Former Press Council of India Chairman Justice Markandey Katju has called for a re-evaluation of the higher education system in the country.
Earlier this week, Katju delivered the keynote address at the inaugural session of the North Zone Vice Chancellors’ conclave, in which he expressed his disappointment in the level of research carried out by many Indian universities and the rampant levels of plagiarism, which he felt raised a number of questions concerning the level of professionalism being maintained across higher education in the country. He continued by saying that despite the large amount of money being put into the education system, the standard of living has not seen an increase among the masses.
“The time has arrived to re-evaluate the functioning of our institutions of higher education so that they can benefit all sections of Indian people,” he said.

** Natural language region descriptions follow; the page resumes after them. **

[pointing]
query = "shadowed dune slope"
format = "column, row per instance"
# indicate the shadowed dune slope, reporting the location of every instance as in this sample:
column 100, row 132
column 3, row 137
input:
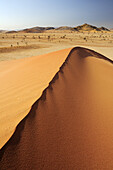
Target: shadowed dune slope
column 71, row 125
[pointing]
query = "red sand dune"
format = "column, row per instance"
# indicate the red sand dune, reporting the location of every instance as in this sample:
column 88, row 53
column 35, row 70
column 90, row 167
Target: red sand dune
column 71, row 125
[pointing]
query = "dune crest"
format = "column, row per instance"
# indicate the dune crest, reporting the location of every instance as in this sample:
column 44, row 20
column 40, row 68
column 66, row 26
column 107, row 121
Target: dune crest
column 22, row 83
column 70, row 125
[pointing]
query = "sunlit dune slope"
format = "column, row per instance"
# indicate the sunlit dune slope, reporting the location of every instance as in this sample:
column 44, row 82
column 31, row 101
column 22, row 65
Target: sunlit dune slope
column 21, row 84
column 71, row 125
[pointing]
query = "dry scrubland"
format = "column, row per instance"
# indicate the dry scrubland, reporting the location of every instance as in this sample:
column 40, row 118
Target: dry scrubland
column 20, row 45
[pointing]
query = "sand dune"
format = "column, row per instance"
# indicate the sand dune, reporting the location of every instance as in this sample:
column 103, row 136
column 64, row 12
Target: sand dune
column 21, row 83
column 70, row 126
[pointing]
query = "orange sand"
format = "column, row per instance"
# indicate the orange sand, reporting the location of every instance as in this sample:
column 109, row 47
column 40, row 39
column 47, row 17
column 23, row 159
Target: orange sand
column 21, row 83
column 71, row 125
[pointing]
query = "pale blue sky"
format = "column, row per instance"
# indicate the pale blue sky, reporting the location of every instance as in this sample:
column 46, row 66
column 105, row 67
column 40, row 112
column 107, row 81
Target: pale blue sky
column 18, row 14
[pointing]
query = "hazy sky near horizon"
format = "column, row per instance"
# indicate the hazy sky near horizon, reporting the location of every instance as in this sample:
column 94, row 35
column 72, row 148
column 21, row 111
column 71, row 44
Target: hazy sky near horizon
column 19, row 14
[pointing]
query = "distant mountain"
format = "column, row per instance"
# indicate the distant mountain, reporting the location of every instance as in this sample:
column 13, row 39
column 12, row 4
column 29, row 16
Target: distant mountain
column 1, row 31
column 87, row 27
column 84, row 27
column 9, row 32
column 103, row 29
column 65, row 28
column 36, row 29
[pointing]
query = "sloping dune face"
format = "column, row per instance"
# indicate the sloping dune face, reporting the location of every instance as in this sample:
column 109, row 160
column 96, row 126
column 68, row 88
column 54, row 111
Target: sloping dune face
column 21, row 84
column 71, row 125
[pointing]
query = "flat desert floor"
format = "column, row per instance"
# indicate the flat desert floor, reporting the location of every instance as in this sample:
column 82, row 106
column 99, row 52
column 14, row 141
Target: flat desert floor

“Most of the money spent in India is going to institutions of higher education like IITs and as a result there is hardly any money available for primary and basic education, particularly in rural areas. The level of facilities in primary schools is reflected in the pathetic level of classrooms, and working conditions of teachers,” he said.

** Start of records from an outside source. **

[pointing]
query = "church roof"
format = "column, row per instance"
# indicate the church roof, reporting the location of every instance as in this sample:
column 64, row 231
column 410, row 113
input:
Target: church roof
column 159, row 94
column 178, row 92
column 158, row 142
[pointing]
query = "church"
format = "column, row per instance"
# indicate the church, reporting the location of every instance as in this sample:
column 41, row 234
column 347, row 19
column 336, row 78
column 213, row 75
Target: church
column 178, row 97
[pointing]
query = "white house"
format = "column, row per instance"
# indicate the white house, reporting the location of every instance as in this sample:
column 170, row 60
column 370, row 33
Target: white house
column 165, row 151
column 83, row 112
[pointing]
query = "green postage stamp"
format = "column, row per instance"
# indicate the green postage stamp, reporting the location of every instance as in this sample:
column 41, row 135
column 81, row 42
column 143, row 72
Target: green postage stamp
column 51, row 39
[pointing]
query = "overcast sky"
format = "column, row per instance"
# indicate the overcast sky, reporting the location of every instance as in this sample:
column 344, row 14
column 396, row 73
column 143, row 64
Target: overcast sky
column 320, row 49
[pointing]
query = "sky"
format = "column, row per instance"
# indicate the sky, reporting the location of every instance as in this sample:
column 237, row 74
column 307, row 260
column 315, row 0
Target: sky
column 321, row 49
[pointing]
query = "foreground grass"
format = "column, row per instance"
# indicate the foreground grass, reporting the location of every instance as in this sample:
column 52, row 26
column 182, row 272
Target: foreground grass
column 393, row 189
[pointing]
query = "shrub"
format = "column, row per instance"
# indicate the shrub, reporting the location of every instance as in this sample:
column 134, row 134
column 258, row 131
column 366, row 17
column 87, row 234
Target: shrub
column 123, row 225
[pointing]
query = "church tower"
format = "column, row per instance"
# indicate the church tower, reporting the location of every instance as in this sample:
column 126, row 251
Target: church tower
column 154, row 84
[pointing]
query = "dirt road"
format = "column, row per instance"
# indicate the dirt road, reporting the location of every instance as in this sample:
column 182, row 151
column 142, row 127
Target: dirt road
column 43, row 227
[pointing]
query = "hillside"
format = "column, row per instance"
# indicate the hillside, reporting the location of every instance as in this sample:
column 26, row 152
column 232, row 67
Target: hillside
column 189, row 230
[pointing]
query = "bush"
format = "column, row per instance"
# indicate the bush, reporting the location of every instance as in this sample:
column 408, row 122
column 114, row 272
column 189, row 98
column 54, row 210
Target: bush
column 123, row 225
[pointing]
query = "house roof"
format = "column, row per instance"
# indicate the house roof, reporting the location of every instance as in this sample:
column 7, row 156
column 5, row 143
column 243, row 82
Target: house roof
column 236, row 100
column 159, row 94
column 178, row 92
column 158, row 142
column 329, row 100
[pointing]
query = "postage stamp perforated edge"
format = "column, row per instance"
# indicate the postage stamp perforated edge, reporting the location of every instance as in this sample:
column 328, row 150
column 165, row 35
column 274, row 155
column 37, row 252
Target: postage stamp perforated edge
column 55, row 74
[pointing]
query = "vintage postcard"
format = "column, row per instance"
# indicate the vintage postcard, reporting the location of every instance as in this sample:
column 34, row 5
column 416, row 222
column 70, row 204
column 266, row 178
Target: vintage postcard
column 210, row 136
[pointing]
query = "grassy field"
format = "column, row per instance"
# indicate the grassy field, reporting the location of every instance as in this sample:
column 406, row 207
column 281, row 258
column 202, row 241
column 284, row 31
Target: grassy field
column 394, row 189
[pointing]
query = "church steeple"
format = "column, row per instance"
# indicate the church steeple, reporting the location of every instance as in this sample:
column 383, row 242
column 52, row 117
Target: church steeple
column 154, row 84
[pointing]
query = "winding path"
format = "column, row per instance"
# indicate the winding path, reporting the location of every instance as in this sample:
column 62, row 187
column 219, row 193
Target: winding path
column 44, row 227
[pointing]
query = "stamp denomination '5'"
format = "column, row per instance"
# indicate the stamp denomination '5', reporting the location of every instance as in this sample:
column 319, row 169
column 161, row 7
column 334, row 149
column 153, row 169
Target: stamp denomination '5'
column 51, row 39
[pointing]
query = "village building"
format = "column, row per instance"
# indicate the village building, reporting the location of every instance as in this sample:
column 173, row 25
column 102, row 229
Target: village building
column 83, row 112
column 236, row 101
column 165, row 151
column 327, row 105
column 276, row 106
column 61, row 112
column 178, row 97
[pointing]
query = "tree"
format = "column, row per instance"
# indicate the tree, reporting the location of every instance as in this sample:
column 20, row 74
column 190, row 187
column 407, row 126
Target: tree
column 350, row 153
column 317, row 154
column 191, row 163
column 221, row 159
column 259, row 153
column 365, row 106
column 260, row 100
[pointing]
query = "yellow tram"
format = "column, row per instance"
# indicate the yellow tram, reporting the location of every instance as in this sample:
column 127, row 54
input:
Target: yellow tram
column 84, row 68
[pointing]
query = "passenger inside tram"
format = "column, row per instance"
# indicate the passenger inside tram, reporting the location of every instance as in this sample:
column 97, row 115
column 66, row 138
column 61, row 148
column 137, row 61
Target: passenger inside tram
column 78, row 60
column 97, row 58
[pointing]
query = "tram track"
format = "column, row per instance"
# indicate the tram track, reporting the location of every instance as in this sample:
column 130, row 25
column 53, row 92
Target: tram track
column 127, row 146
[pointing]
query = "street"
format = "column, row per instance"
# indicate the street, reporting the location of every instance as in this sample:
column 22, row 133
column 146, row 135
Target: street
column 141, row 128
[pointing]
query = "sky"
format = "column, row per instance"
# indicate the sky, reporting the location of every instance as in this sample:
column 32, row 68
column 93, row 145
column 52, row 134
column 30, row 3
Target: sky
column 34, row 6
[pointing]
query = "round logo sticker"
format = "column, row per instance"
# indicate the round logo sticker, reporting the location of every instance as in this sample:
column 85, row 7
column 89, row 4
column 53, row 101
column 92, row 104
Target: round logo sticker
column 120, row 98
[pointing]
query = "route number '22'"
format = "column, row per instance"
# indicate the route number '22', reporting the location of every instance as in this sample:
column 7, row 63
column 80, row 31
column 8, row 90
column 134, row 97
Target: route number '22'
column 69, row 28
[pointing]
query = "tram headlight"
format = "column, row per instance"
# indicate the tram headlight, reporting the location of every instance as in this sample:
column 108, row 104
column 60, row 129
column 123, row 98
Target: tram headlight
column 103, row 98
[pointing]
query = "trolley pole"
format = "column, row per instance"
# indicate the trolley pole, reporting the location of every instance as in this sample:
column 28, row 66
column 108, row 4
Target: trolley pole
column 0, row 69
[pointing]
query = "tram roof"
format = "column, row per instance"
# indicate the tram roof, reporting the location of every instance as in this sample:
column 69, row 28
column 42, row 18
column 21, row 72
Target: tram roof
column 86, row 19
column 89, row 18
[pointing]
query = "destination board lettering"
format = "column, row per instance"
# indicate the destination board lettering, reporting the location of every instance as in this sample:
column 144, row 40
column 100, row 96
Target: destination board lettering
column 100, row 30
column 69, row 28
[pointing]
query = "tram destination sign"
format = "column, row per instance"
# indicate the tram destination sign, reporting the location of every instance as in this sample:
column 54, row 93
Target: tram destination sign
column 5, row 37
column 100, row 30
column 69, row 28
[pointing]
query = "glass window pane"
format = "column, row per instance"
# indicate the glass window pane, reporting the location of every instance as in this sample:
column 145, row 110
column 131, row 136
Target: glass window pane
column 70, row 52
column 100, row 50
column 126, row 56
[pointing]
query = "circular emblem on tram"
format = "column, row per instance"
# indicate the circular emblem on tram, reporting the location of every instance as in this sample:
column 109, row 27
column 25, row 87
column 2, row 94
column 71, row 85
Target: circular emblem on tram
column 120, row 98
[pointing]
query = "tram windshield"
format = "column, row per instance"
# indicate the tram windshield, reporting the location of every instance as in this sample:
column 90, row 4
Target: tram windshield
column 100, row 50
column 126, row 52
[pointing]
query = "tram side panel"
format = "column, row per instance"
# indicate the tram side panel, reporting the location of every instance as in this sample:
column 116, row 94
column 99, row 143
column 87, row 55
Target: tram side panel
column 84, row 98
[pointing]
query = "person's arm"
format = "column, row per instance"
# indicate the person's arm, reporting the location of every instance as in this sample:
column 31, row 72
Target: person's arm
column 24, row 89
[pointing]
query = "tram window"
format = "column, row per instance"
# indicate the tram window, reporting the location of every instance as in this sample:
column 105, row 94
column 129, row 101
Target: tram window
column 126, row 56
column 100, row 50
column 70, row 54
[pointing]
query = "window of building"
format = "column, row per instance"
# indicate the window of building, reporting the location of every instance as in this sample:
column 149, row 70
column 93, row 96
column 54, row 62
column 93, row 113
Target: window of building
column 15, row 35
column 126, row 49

While the theme of the conclave was ‘Research for the betterment of the human society,’ Katju felt that the majority of research being conducted at Indian universities were on topics that hold “no relevance whatsoever to the myriad social, economic, scientific and technological issues faced by the country”.
The guest of honor, Lt. Gen S S Mehta, former director general, Confederation of Indian Industries, followed Katju by suggesting the six fields that research should be focused on include water, energy, health, education, employment, environment and technology, in order to “add to national security.”

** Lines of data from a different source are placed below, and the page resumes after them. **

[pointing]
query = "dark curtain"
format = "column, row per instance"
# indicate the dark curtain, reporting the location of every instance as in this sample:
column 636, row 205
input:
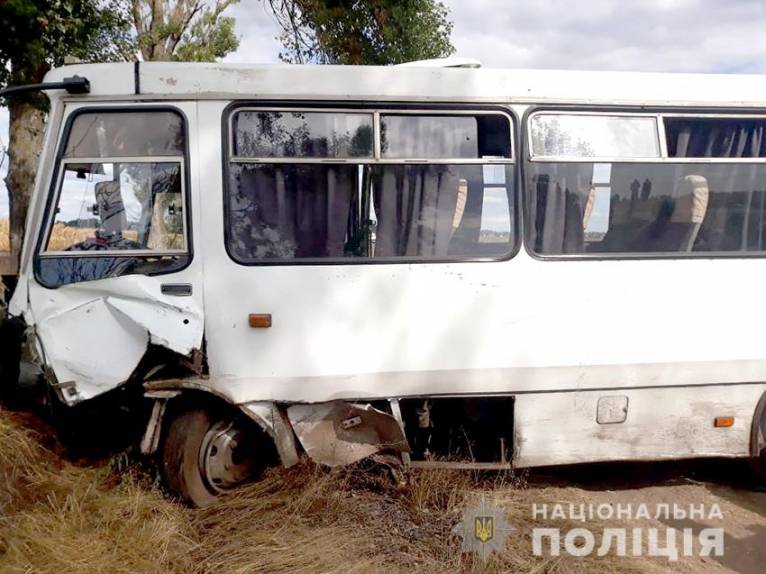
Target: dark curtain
column 726, row 138
column 558, row 209
column 290, row 211
column 716, row 138
column 415, row 207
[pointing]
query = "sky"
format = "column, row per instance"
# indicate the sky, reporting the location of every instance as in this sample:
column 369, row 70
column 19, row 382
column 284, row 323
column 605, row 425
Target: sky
column 722, row 36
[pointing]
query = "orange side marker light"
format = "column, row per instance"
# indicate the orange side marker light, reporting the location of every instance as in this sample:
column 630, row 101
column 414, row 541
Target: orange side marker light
column 259, row 320
column 723, row 422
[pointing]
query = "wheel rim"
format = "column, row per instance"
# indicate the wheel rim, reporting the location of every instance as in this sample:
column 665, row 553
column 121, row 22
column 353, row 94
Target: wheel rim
column 225, row 460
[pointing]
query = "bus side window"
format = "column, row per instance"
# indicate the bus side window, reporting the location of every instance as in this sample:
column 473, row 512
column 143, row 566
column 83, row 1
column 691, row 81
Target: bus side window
column 119, row 200
column 309, row 184
column 636, row 204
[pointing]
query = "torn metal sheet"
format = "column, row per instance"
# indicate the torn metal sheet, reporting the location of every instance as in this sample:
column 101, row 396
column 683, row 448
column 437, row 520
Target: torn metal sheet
column 340, row 433
column 94, row 335
column 273, row 420
column 151, row 440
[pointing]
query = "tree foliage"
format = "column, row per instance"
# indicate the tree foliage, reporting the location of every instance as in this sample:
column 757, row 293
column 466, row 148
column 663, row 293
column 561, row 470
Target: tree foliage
column 362, row 31
column 39, row 34
column 187, row 30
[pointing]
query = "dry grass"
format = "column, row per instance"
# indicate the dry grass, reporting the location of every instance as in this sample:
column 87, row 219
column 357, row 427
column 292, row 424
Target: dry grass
column 57, row 517
column 64, row 236
column 5, row 237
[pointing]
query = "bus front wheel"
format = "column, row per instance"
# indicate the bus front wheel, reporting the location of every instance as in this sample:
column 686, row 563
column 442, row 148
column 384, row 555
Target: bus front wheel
column 206, row 454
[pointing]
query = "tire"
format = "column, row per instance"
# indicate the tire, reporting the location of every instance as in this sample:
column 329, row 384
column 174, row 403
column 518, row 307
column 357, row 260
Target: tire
column 180, row 457
column 206, row 454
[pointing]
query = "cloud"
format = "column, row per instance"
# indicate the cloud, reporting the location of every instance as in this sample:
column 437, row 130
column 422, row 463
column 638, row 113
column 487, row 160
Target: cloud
column 647, row 35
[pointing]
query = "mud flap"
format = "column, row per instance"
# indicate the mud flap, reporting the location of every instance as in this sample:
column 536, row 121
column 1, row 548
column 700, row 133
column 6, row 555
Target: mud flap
column 340, row 433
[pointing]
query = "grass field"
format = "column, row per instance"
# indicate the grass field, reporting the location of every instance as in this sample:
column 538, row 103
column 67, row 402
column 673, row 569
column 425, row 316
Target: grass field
column 111, row 516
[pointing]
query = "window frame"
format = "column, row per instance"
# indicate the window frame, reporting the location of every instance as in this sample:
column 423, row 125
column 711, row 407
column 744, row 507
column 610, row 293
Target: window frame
column 55, row 187
column 660, row 112
column 376, row 109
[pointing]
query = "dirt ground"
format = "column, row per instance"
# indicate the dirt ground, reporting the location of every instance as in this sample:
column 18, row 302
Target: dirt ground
column 62, row 512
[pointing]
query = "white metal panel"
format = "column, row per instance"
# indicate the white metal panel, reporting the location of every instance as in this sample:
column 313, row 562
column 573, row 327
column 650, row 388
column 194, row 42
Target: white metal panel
column 664, row 423
column 388, row 83
column 352, row 331
column 94, row 333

Indian students across the country are leaving, lured away by a better academic environment and higher quality teaching. One student, Ankit Khullar, left Delhi University after being unable to find a course he wanted to take, choosing instead to finish his degree in finance in the US. While he did return to India to complete his masters degree, he said he returned to the US after “two wasteful years.”
“The primary reason (to go back to the US) was the low perceived quality of education offered in India and my interactions with graduates from various universities. The idea was not just to attain a degree, but to learn,” Khullar told IANS.
In addition, he said that MBA courses offered in India were on topics covered as part of his bachelor’s degree, or were “outdated” in comparison to those offered in the US.
However, even once Indians have that education, finding a job is yet another hurdle. According to 2011 census data, around 47 million young Indians between the ages of 15 and 24 are unemployed.